Preliminaries¶
Problems¶
We will discuss two types of problems:
- Regression
- Multiclass classification
We won't be discussing binary classification explicitly. Most of the discussion about neural networks apply to both classes of problems. There are a handful of places where the network has to be specified differently for regression and classification. Watch out for these instances.
Notation¶
Scalars will be represented using normal font, lower-case letters. Vectors will be represented using bold font, lower-case letters. Matrices will be represented using bold font, upper-case letters. When indexing elements of a vector or a matrix, normal font will be used, but the case will be inherited from the object that is being indexed.
-
\(a\): scalar
-
\(\boldsymbol{a}\): vector
-
\(\boldsymbol{A}\): matrix
\(a_i\): \(i^{\text{th}}\) component of the vector and \(A_{ij}\): \(j^{th}\) element in the \(i^{\text{th}}\) row of the matrix. Indices are used minimally as most of the equations are vectorized. This is a convention that we will largely stick to. But we might have to override them in a few occasions. In such situations, the nature of the object should be inferred from the context.
Data¶
The data-matrix is \(\boldsymbol{X}\):
- size: \(n \times m\)
- \(n\) data-points
- \(m\) features
The data-matrix is common to both problems.

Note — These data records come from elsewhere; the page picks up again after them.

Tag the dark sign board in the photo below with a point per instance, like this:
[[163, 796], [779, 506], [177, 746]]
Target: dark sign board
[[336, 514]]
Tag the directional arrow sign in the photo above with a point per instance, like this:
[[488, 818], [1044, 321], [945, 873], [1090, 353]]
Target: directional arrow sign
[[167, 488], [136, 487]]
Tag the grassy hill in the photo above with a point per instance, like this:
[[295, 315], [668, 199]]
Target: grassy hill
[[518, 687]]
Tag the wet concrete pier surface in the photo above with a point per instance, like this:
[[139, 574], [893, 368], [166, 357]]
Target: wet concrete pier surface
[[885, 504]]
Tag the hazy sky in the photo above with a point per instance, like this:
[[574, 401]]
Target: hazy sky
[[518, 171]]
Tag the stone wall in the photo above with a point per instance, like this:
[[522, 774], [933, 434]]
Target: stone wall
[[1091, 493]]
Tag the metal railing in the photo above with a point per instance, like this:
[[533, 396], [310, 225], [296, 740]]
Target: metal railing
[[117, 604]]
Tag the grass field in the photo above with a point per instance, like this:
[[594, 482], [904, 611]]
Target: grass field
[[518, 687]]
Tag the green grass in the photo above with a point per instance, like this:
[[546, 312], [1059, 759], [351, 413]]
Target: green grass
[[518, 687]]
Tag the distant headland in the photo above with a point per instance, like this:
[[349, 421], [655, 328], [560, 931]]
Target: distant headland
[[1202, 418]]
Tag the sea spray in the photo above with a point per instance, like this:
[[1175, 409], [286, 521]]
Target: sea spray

Labels are represented differently in the case of regression and classification:
Regression¶
The predicted labels for regression is \(\boldsymbol{y}\), a vector of real numbers:
- size: \(n\)
- \(n\) data-points
- single target corresponding to each point
Multiclass Classification¶
The one-hot matrix of labels for a multiclass classification problem is \(\boldsymbol{Y}\):
- size: \(n \times k\)
- \(n\) data-points
- \(k\) classes
Each row of the matrix is a one-hot vector.